CJ Shearn | New York | 01/14/2000
(5 out of 5 stars)
"this swinging live date from 1990 featuring longtime Smith comrades Kenny Burrell, Stanley Turrentine, and Grady Tate, is so groovy you should call a doctor! "Midnight Special" tops the original studio version, Stanley taking a deeply heartfelt solo, with the end of the tune having one of those trademark churchy Smith chords. "Summertime" has solid extremely tasteful backing by Grady Tate, and "Soulful Brothers" is as greasy as it gets, Jimmy doing some morse code stuttering reminiscient of his solo on "The Sermon" in 1958, albeit at a higher note.
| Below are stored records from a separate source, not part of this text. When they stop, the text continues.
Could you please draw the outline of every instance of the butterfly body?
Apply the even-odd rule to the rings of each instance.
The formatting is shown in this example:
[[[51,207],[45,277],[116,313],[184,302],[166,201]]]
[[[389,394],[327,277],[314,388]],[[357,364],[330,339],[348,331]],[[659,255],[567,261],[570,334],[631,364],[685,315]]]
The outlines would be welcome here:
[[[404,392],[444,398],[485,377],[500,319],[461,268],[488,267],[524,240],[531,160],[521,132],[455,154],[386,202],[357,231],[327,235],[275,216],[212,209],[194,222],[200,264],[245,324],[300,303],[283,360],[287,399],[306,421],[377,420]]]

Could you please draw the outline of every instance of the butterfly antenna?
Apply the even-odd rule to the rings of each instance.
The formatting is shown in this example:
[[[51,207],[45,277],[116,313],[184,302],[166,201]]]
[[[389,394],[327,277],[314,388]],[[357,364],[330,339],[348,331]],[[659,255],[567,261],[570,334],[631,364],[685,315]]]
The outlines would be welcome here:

Smith's pyrotechnics further on "Quiet Nights of Quiet Stars" when after a mindblowing phrase he yells "Oh My God! " Grady Tate steps away from the drums and gives an interesting vocal treatment on "My Funny Valentine" as well... this is a great recording, pick it up!"
(And frontmost.) The Rush of Excitement
Samuel Chell | Kenosha,, WI United States | 02/11/2005
(4 out of 5 stars)
"As a keyboard player myself, I've always felt contrite, unworthy, and properly chastised when a drummer or horn player has accused me of "rushing" (musicians sometimes refer to it as "climbing out of the pocket"). But doggone it, what a drag it is when musicians get lethargic and stuck in auto pilot, playing "Satin Doll" for the ten thousandth time in the same tempo in the same way. No wonder this music doesn't get the attention of young listeners.
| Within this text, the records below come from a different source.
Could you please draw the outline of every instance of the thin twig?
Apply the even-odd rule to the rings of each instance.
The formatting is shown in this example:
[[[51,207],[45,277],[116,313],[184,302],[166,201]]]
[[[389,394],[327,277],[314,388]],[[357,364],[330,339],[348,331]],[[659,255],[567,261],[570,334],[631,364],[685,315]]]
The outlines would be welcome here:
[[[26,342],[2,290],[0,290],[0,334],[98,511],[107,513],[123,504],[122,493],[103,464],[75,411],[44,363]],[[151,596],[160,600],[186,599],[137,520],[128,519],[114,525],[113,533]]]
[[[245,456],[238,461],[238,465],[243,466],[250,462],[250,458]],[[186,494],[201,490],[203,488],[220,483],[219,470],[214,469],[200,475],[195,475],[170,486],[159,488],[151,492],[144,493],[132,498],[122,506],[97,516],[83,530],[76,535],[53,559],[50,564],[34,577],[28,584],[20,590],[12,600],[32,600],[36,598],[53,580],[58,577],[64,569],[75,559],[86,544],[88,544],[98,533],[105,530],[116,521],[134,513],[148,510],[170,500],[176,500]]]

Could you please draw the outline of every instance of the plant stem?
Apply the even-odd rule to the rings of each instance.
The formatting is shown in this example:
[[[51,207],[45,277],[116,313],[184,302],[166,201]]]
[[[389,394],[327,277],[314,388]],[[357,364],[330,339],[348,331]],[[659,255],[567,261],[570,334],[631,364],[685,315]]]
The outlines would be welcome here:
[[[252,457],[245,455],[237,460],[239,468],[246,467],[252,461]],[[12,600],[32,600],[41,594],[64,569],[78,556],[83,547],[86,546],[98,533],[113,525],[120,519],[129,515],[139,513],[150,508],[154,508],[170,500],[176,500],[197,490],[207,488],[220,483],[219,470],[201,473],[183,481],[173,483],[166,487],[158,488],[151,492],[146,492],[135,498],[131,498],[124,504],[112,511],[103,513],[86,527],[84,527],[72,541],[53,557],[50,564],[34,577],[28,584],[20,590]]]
Enter Jimmy Smith, who is so charged with energy he can't contain himself. After each of Turrentine's solos (especially "Mainstem," "Things Ain't What They Used to Be," "Organ Grinder Swing"), it's Jimmy's turn, and he doesn't waste time. Immediately the tempo picks up, becoming so fast by the end of the tune (often doubled, in fact) that the musicians can barely get their notes in for the out chorus of the melody.
But along with speed, at least in Jimmy's case, is the irresistible swing. Jimmy may rush the beat, but it's the "right" beat. Suddenly your feet spring to life and the music iself becomes a physically-felt "rush," not merely a sedentary listening experience.
Jimmy Smith was incredible (the epithet frequently appearing before his name) because he brought a young boy's excitement and energy to the music, and it was something he never grew out of. When I last caught him live in the early '90's at Chicago's Blackstone Hotel (I even rode up in the elevator with him), he behaved like a 36-year-old going on 16 (I realize only now that he would have been in his sixties at the time).
His death strikes some of us as both sad and shocking because, in addition to being a legend and a progenitor, neither he nor his music ever got old."